Air muka Juan mengeras sedangkan aku mulai merasa risih dengan obrolan kami. Aku nggak tau kemana pembicaraan ini mengarah, tapi aku nggak merasa nyaman. "Nek itu tanyake Kak Brian, to, aku ndak tau apa-apa, cuman diajak," jawabku sekenanya.

"Sorry," bisiknya lirih, mobil kembali melaju dengan kecepatan yang lebih lambat, "kalau boleh jujur, Koko rada risih."

"Risih kenapa e?"

"Kamu ndak sadar, tah, dulu kamu nek ada apa-apa sedikit aja meski ndak penting pasti laporan ke Koko, tapi sekarang kamu ndak pernah cerita apa-apa e ke Koko."

Kukulum bibirku, nggak tau harus menjawab apa. Kalau boleh jujur, ada banyak yang ingin kuceritakan pada Juan. Banyak banget, sampai aku nggak tau harus mulai dari mana.

Dan juga aku belum siap.

"Yah, itu urusanmu mbek Brian, sih. Koko jane ndak mau ngurusi, cuma khawatir aja, kamu kok tiba-tiba jadi tertutup gini."

Aku masih nggak menjawab. Malahan, aku membuang muka untuk menatap sisi kiri jalan yang nggak spesial sama sekali. Mataku seperti nggak mampu untuk menatap wajah Juan, karena aku sadar aku memang menutupi sesuatu.
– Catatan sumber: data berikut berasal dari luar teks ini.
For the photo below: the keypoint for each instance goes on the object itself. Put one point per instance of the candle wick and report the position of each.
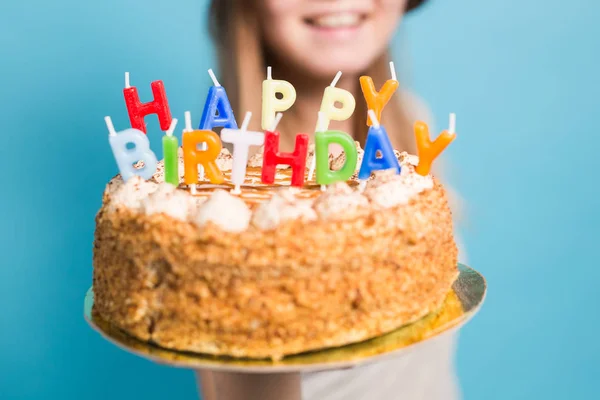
(393, 71)
(213, 77)
(110, 126)
(373, 118)
(188, 121)
(172, 127)
(452, 124)
(278, 117)
(321, 122)
(336, 79)
(246, 121)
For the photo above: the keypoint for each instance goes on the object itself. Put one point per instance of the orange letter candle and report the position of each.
(192, 156)
(428, 150)
(376, 101)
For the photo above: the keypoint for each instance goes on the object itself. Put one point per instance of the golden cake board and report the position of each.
(461, 304)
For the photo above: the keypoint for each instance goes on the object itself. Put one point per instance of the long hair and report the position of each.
(241, 55)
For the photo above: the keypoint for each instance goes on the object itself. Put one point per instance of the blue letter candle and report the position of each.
(377, 139)
(126, 157)
(217, 101)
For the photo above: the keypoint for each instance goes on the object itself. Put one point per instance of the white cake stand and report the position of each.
(223, 378)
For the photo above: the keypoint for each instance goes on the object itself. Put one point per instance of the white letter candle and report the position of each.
(241, 140)
(333, 95)
(271, 104)
(126, 157)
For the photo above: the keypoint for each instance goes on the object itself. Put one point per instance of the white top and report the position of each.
(426, 373)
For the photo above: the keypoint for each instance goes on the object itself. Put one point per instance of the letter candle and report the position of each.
(377, 140)
(323, 139)
(376, 101)
(270, 103)
(242, 140)
(331, 96)
(272, 157)
(138, 110)
(193, 156)
(171, 158)
(126, 157)
(427, 150)
(217, 102)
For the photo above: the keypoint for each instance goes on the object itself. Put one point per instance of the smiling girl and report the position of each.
(306, 42)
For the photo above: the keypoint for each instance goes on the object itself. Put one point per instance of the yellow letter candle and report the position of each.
(376, 101)
(335, 95)
(200, 147)
(429, 150)
(271, 104)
"Bianca," panggilnya lagi, kali ini suaranya terdengar lebih lembut namun juga terbesit nada khawatir di sana. "What happened after I moved out?"

Enggan menjawab, aku tetap diam, masih dengan mata terfokus pada pemandangan pinggir jalan. Namun apa yang selanjutnya diucapkan Juan sukses membuatku menoleh.

"I saw the scar on your hip."

Tanpa disadari, tangan kiriku sudah bersemayam di situ, di tempat luka itu berada. Wajahku memanas, rasanya nggak enak. I can't tell if I'm scared, or embarrassed, I can barely tell what I feel right now. Perasaanku bercampur aduk sementara Juan masih dengan tenang menyetir mobil yang membawa kami ke rumahnya.

"Koko gak maksa, kalau belum siap, Koko masih bisa nunggu. Tapi saat kamu siap nanti, kalau bisa, Koko mau tau semuanya. Dari awal."

Permintaannya itu terdengar seperti sebuah tuntutan, tapi aku nggak menolak. Malahan, sekarang aku bingung sendiri. Dari awal, katanya.